Cabenuva’s Approval Doesn’t Fix Our Broken Medical System
Harrington says the excitement over the Cabenuva breakthrough does not erase a larger issue: “We know from the [slow and flawed] rollout of the COVID vaccines that our [U.S.] medical system is fragmentary and broken. Every time we have a [new medical breakthrough], you still have the flaws in coverage.”
This problem, he adds, is undergirded by the highest underlying drug prices in the world—a reality that’s aptly reflected in the cost of HIV meds in the U.S. compared even to other rich countries, such as Canada and much of Western Europe.

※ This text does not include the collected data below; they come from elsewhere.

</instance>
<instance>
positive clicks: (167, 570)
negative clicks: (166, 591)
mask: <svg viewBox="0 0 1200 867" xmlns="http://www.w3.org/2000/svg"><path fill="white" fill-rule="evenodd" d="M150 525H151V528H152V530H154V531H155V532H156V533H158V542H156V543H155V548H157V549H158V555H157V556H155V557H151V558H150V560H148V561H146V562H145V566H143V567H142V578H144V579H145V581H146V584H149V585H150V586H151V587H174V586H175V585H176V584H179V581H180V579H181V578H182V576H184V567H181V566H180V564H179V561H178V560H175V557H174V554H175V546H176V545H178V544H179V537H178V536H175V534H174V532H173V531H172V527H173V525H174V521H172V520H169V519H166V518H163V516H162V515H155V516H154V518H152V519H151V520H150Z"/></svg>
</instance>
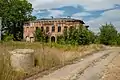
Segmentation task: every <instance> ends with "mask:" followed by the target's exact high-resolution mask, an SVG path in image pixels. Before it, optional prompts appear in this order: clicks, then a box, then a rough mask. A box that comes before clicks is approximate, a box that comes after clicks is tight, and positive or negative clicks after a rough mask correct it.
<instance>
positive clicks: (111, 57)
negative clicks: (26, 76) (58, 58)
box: [36, 50, 117, 80]
mask: <svg viewBox="0 0 120 80" xmlns="http://www.w3.org/2000/svg"><path fill="white" fill-rule="evenodd" d="M115 51H116V50H115ZM113 52H114V50H105V51H100V52H98V53H95V54H93V55H90V56H88V57H86V58H84V59H83V60H82V61H80V62H77V63H75V64H72V65H67V66H65V67H63V68H61V69H59V70H56V71H54V72H53V73H51V74H49V75H45V76H43V77H42V78H38V79H36V80H77V79H78V80H93V79H91V77H92V74H93V75H95V74H96V73H97V72H101V70H103V69H100V70H98V71H96V72H93V73H92V74H91V72H92V70H96V69H97V68H101V65H102V64H100V63H103V62H104V60H105V62H104V66H105V65H107V64H108V63H109V62H110V61H111V59H112V58H114V57H115V56H116V55H117V53H114V54H112V53H113ZM103 57H105V59H104V60H100V59H101V58H103ZM98 60H100V63H99V61H98ZM96 61H98V62H96ZM94 62H96V67H97V68H96V69H94V67H91V64H93V63H94ZM99 64H100V65H99ZM97 65H98V66H97ZM102 67H103V66H102ZM91 69H92V70H91ZM85 71H86V72H85ZM83 72H85V73H84V74H83V75H79V73H83ZM88 74H91V75H90V76H88ZM85 75H86V76H87V77H88V79H85V78H81V76H85ZM89 78H90V79H89ZM94 80H96V79H94Z"/></svg>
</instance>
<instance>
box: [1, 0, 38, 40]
mask: <svg viewBox="0 0 120 80" xmlns="http://www.w3.org/2000/svg"><path fill="white" fill-rule="evenodd" d="M32 10H33V8H32V4H31V3H29V2H28V1H27V0H0V17H2V19H3V20H2V26H3V29H2V30H3V31H4V32H5V33H6V32H8V33H9V34H12V35H13V36H14V40H21V39H22V37H23V24H24V22H26V21H30V20H34V19H36V18H35V17H33V16H32V15H31V13H32Z"/></svg>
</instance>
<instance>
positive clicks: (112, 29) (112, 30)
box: [100, 24, 117, 45]
mask: <svg viewBox="0 0 120 80" xmlns="http://www.w3.org/2000/svg"><path fill="white" fill-rule="evenodd" d="M100 43H102V44H105V45H116V44H117V30H116V29H115V27H114V26H113V25H112V24H106V25H103V26H102V27H101V28H100Z"/></svg>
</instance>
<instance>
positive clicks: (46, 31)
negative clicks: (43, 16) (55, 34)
mask: <svg viewBox="0 0 120 80" xmlns="http://www.w3.org/2000/svg"><path fill="white" fill-rule="evenodd" d="M37 28H38V27H36V29H37ZM57 29H58V30H57V32H61V26H58V28H57ZM41 31H44V27H43V26H42V27H41ZM45 31H46V32H50V27H48V26H47V27H46V30H45ZM51 32H55V26H52V29H51Z"/></svg>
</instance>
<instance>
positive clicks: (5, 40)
mask: <svg viewBox="0 0 120 80" xmlns="http://www.w3.org/2000/svg"><path fill="white" fill-rule="evenodd" d="M13 39H14V36H13V35H12V34H8V33H6V34H5V35H3V41H13Z"/></svg>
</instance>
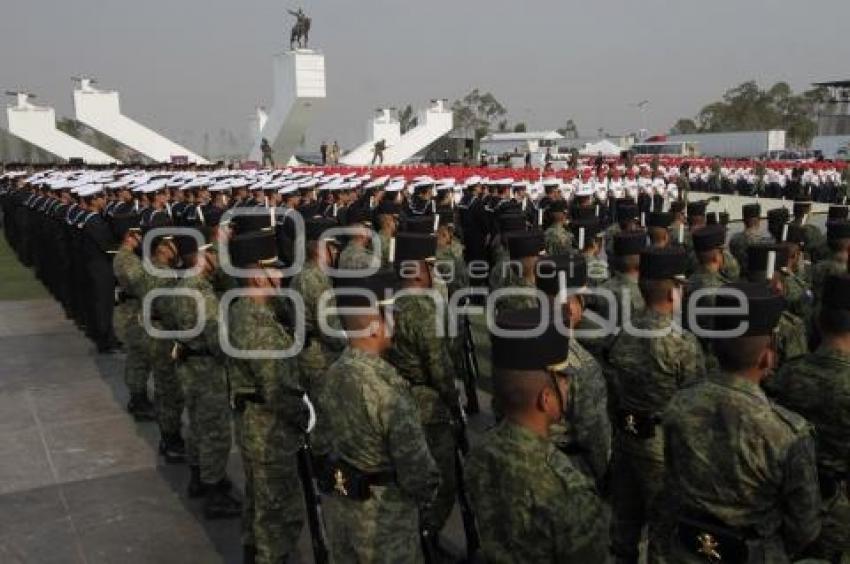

Says Horn: “Cabenuva is a major advance that will very likely be beneficial for many people living with HIV. We just need to ensure that ViiV is engaged in good-faith discussions with private and public [coverage plans] to ensure that access is not a significant barrier.”
As for me, like many of the folks on the HIV Long-Term Survivors page, I’m good for now. In addition to my two daily HIV meds, I take three or four other meds for different health issues, so the whole process is no biggie for me. But just as I’ve made small changes to my HIV regimen over the past 20 years when advances occurred, I’m open to more. Maybe when that monthly shot becomes a yearly one—or even a single shot that then allows me to never think about HIV treatment again.
That’s the breakthrough I’m holding out for!